The Law Society has written to the House of Lords to ask that it delete the employee-shareholder status from the Growth and Infrastructure Bill currently being considered, to avoid creating more red tape for firms that have come to expect a lightening of their administrative and legal burdens.
Under the proposals, new members of staff will be given at least £2,000 of shares in the company in exchange for giving up their rights relating to unfair dismissal, redundancy, and requests for flexible working and time off for training.
The shares will not attract capital gains tax, but they will be liable to income tax and National Insurance: a situation the chancellor, George Osborne, pledged in his recent autumn statement to address.
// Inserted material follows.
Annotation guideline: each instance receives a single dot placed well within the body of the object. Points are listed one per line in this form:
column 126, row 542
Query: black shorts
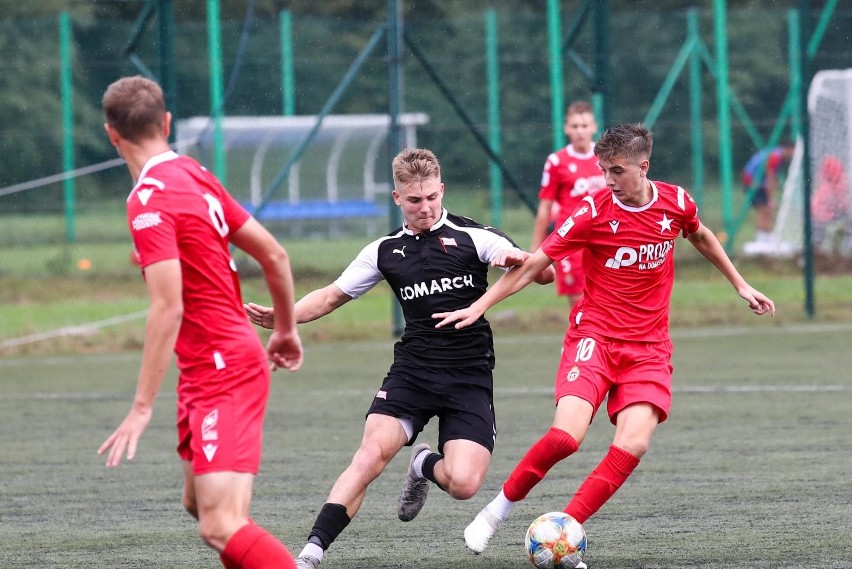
column 462, row 399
Fast-growing businesses will benefit from employee-shareholder contracts – originally called owner-employee – by being able to create a flexible and engaged workforce, claimed Osborne, but the Law Society warned that SMEs will be put off by the complexities of tax and company law.
The organisation’s president, Lucy Scott-Moncrieff, claimed the termination of an individual’s contract would be a particular cause for confusion.
“There is potential for costly litigation on a range of complex issues that are likely to arise when an employee leaves, which runs counter to the government’s stated aim of supporting small and medium-sized enterprises through simpler regulation,” said the human rights specialist, a managing partner with the firm Scott-Moncrieff and Associates.
She added that the planned employment status also conflicts with the government’s commitment to family friendly policies by restricting rights to flexible working and demanding 16 weeks’ notice of the intention to return from maternity leave, adoption leave or additional paternity leave, eight weeks earlier than the current standard.
“The proposals are likely to have a discriminatory impact because employers may not be aware of the interaction between the rights being sacrificed and those rights governed by domestic legislation, which still apply to them. Employers would have to take this into consideration in order to avoid allegations of indirect sex discrimination,” said Scott-Moncrieff.